Unfortunately that lane, like much of publishing and romance, is plagued by homogeneity. It took significantly more digging to find non-white inspirational authors like Piper Huguley and Camy Tang or books with religious themes about LGBT+ couples like Lead Me Not and Georgia Peaches and Other Forbidden Fruit. Luckily, there are avenues (Goodreads, Twitter) to find these books, but less exposure and a narrow definition of “inspirational romance” within the publishing industry can mean the race, sexuality, or religion of characters in books limits publishing deals, sales, or award consideration for authors.
But the consistency in inspirational romance isn’t limited to the fact that the books are often written by white (frequently blonde) ladies. As is often the case in a subgenre, there were also patterns in the content of the inspirational romances I read. Unsurprisingly, none of the books I read included sex scenes – nobody even got past first base, and in some of the books, the couple didn’t even get that far. That’s fine by me. While sex can serve a story, lots of authors can successfully develop the central relationship in a way that leaves everyone’s clothes on.

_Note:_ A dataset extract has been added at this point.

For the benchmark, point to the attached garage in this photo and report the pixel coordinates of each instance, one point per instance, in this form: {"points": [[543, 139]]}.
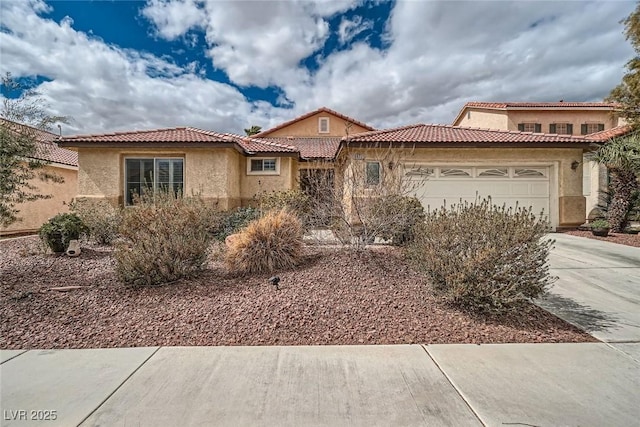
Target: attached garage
{"points": [[522, 185], [446, 164]]}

The other consistent component of inspirational romance – the involvement of God and Christianity – was the part that left me a little uneasy at times. First, the more heavily a character’s happy ending seemed to be a direct result of her or his faith, the less the story felt relatable to me. Life experience has shown me that outside the Parables of the New Testament, people of faith don’t always come out ahead. Prayer doesn’t always cure the sick, bring living wages to the poor, or bring love to the lonely. Alternately, I connected much more easily to books like Katherine Reay’s Dear Mr. Knightley and Denise Hunter’s The Goodbye Bride, which seemed to use the presence of God in their stories to bring strength, comfort, or guidance, as opposed to concrete solutions.
The idea of religious belief as a prerequisite for love and fulfillment was the other trait that bothered me in a couple of the books I read. The best part of romance novels is that the happy ending is supposed to be open to anyone. They’re the stuff of fantasy, of course, but that means that no one, regardless of level of piety, should be boxed out. Becky Wade’s Undeniably Yours was a good and well-written story, but every time there was special emphasis on Christianity as an important trait, or an air of judgment around divorce or alcohol, I cringed a little. (Incidentally, do a quick search on “Wedding at Cana” and I think you’ll find wine-drinkers are in pretty good company.)
In fairness, inspirational romance readers are a self-selecting set. The women who read and write inspirational romance are likely drawn to it because it reflects the lives and values that they either live or aspire to. Like any other kind of fiction (or art or entertainment), what one person likes doesn’t have to be for everyone. That said, as much as I enjoyed some of the books I read by white Christian authors, it would be nice if the mainstream inspirational category could expand a bit to include authors writing all kinds of sex-free, faith-based love stories.